多分私の趣向は大衆的で、激押し作品の評価は9.9(インターパーク)のことが多いのだが、〈長い長い夜〉は9.8だ。不思議だった。評価内容を見てみると、「子供がトイレに出たらその後入場できなかった。ひどい。」「ちょっと遅れただけなのに観られなかった」なんて内容で低評価をつけているケースを見かけた。なんだかな。
有名な童話が原作なだけに、観劇に慣れていない大人や子供の観劇が多かったのだろう。「オタク vs マグル (一般人)」の対立構図で「一緒に観劇したくない」となりたくはないので、お互いルールを把握して観劇いたしましょうよ。終了後、瞼や鼻の頭が赤くなった付き添いのお母さんを見た。仲間だし。
12/17
本来予定はなかったが、この期間にコンサートが急に発表されたので渡韓追加を検討していた。コンサートのピケッティングに負けた段階で大人しくやめれば良かったのだが、火曜なのに〈マタハリ〉のマチネもあるし、22年〈ベア〉ナディアのジヒョンちゃんペンギンも見たいしで...。
ガウンペンギンは真っ直ぐな感情をぶつけてくる感じなので、もう少し演技術的なアプローチを見てみたいのもあった。
結論的にはまさしくそんな感じで、少しお姉さんぽいペンギンだったかもしれない。
結局、甘いものの後には漬物が食べたくなるのと同じで、こっちを見ればあっちを、あっちを見ればこっちも見たくなる魔のループ。
ジョンウノードンも見たかったが残念ながらはまらず。
アンガブ/ウィンボは初めてのパク・グンシクさん。暖かい笑顔のアンガブだった。...が、私はソニョンさんのアンガブが好きなようだ。動物園育ちで翳りのない善良さ、一種(アホっぽい)単純さとも言える純粋さが愛らしい。ウィンボの時は同じ暖かさでも、チクを包んで見守っているかのような大きさを感じる。
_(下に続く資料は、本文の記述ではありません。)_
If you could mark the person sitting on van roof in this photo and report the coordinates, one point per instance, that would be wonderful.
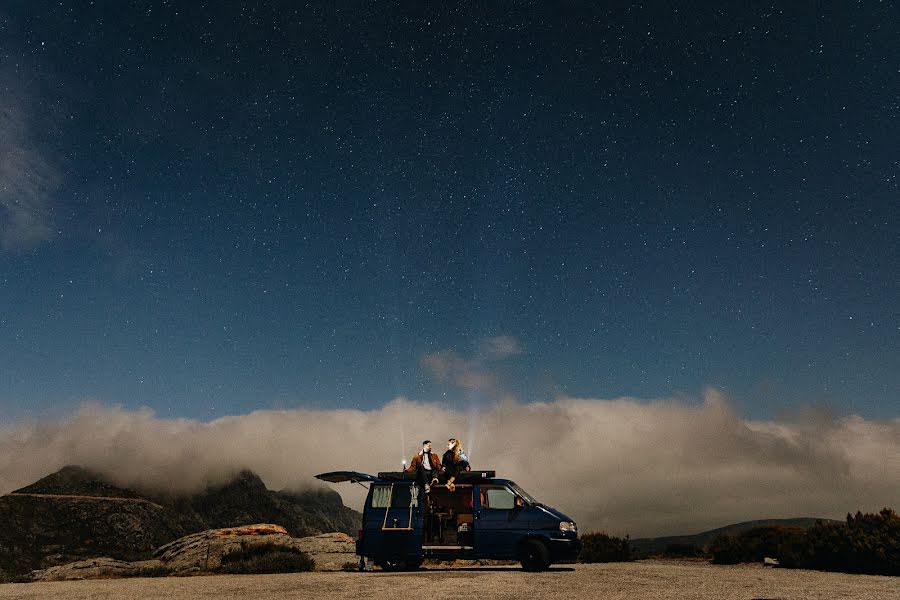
(426, 465)
(453, 463)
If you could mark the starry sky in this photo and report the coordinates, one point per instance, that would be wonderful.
(208, 208)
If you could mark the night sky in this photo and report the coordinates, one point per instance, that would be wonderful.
(212, 208)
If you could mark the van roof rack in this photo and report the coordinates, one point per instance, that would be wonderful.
(464, 477)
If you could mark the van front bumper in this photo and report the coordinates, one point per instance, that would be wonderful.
(564, 550)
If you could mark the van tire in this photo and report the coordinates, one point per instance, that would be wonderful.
(391, 565)
(534, 555)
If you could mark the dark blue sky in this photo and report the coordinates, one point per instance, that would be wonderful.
(209, 208)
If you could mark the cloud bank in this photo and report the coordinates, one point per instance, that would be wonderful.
(623, 466)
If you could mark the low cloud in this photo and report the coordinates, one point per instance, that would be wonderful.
(624, 466)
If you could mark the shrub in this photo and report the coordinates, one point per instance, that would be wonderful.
(683, 551)
(266, 558)
(866, 543)
(600, 547)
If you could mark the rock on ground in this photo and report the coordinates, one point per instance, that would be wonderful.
(203, 552)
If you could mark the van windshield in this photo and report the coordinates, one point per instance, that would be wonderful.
(525, 495)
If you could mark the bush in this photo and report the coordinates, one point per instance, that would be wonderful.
(600, 547)
(266, 558)
(866, 543)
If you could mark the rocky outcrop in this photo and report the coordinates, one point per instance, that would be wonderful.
(202, 552)
(41, 531)
(76, 514)
(331, 551)
(99, 568)
(245, 500)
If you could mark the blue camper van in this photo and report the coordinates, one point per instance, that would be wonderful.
(485, 517)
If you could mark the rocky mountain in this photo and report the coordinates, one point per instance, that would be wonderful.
(75, 514)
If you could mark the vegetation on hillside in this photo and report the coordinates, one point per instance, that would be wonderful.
(266, 558)
(865, 543)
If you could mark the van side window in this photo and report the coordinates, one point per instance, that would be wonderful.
(402, 496)
(497, 498)
(381, 495)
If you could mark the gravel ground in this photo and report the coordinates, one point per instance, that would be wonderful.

ソニョンさんは勉強放送で質問に答える時、とても緻密に考えた答えを準備してきて、メモを見ないと答えられなかったりする。そこまでしなくてもいいのにって(あくまで暖かく)笑われたりする。超理論的タイプらしいのに、とてもエモーショナルな演技をするので、人間的にも興味をそそられる俳優さんだ。
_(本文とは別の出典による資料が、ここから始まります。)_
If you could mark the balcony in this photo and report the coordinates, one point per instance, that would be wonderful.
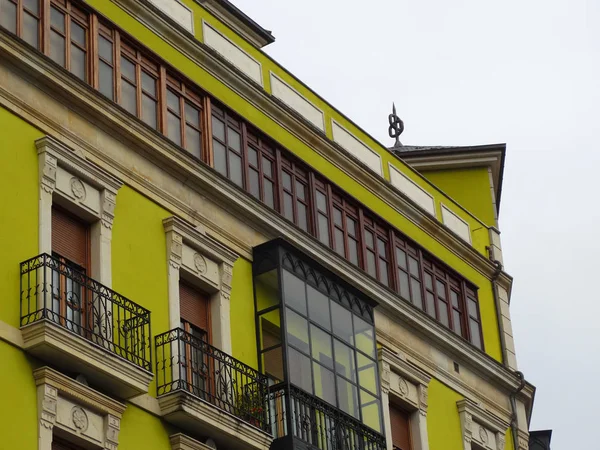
(314, 424)
(82, 327)
(211, 394)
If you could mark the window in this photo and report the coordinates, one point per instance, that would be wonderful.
(227, 146)
(184, 117)
(69, 27)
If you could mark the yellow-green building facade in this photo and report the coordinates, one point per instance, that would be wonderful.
(256, 271)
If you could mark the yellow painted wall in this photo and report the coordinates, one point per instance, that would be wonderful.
(443, 421)
(19, 210)
(469, 187)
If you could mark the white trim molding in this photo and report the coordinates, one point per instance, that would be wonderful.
(75, 411)
(68, 179)
(405, 385)
(205, 262)
(481, 427)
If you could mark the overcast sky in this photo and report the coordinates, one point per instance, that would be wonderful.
(462, 72)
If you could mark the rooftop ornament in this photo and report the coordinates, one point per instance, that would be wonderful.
(396, 126)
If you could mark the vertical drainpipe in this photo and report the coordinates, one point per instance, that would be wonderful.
(514, 422)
この日は特別カーテンコールデイだったので、スタッフさん達がボールの海をお片付け。
大賞の方には〈島〉ではなく〈グルーミーサンデー〉が入っている。私としては結構好きなので来月も見る予定ではあるけど。実は...びっくり。11/5に開幕してから、それなりに面白く見たが、評判もまあ普通、「大賞」という程ではないような?まあ、色々あるんだろう。
スタンプ貯めてもらったストーリーブック。